There has to be a similar reform in the monetary realm, and this time it cannot start in Puerto Rico. It has to be in the United States, which still has the key currency, the invoice currency for gold and oil. The reason a return to gold seems so far away is that the politicians have been persuaded that anyone who mentions such a reform will not only suffer defeat at the polls, but will be ridiculed in the process. It is in the interest of demand-side economists, whether Keynesian or Monetarist, to discourage all aspiring Democrats and Republicans from doing "gold," which they do by saying that a gold standard would cause great pain and suffering. Milton Friedman has been saying for 30 years that a gold standard would be best of all, but that politicians will not be able to live within its discipline. That`s all Senator Claghorn has to hear and he runs from gold as if it were the plague. The Austrian school is pro-gold, in the classical tradition of Ludwig von Mises, and Rep. Ron Paul [R TX] promotes the idea. But by insisting it can only work by blowing up the Federal Reserve and going to a 19th century free-banking system, with 100% reserves, he does more harm than good.

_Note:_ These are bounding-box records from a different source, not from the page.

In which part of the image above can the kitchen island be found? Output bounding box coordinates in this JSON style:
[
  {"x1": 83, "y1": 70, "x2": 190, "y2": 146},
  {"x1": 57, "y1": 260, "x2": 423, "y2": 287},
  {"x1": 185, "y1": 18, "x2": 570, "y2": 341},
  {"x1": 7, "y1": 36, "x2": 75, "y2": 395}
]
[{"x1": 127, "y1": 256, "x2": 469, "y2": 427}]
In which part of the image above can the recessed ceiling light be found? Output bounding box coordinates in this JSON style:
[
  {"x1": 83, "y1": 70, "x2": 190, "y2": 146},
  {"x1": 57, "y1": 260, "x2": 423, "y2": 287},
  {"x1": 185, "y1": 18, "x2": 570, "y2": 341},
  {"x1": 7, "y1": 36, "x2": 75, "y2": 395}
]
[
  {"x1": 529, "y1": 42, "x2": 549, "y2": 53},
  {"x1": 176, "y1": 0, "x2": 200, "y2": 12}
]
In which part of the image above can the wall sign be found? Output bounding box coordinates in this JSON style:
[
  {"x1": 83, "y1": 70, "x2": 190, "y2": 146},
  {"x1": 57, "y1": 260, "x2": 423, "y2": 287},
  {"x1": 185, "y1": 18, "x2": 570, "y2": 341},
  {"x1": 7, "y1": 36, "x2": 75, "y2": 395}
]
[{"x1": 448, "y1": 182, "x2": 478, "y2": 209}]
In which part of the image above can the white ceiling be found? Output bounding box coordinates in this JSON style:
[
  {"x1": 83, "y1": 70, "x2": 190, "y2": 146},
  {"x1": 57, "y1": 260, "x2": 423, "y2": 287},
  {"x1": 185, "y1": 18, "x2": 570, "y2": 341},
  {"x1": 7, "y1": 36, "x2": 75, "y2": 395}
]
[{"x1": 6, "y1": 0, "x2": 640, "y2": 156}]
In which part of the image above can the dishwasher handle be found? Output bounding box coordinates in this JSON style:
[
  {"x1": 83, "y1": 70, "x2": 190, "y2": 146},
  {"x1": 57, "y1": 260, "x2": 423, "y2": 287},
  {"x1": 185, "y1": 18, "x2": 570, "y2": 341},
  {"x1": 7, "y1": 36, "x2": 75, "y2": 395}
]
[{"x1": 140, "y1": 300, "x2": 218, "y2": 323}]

So it is critical that our analytical framework continue to work, and finally be noticed by Barron's, inasmuch as the WSJ editorial page decided in 1996 that I was wrong and Greenspan was right. I don`t know yet when the story will appear, but McTague has also been interested in why I became a dove when the Cold War ended, how I decided Louis Farrakhan was not a bad fellow, my 1998 prediction the World Trade Center would be blown up, and various other twists and turns. My basic answer is that I`ve had to dig deeper and ask more questions and read more than the average journalist because I`ve promised my clients to give them the best analytics I can – whether bullish or bearish, liberal or conservative, hawk or dove, Arab or Israeli, Democrat or Republican. This means nobody with a vested interest really trusts me, but as long as we keep our clients happy, that`s all that counts. Harry Truman had it right when he said if you live in Washington and want a friend, get a dog.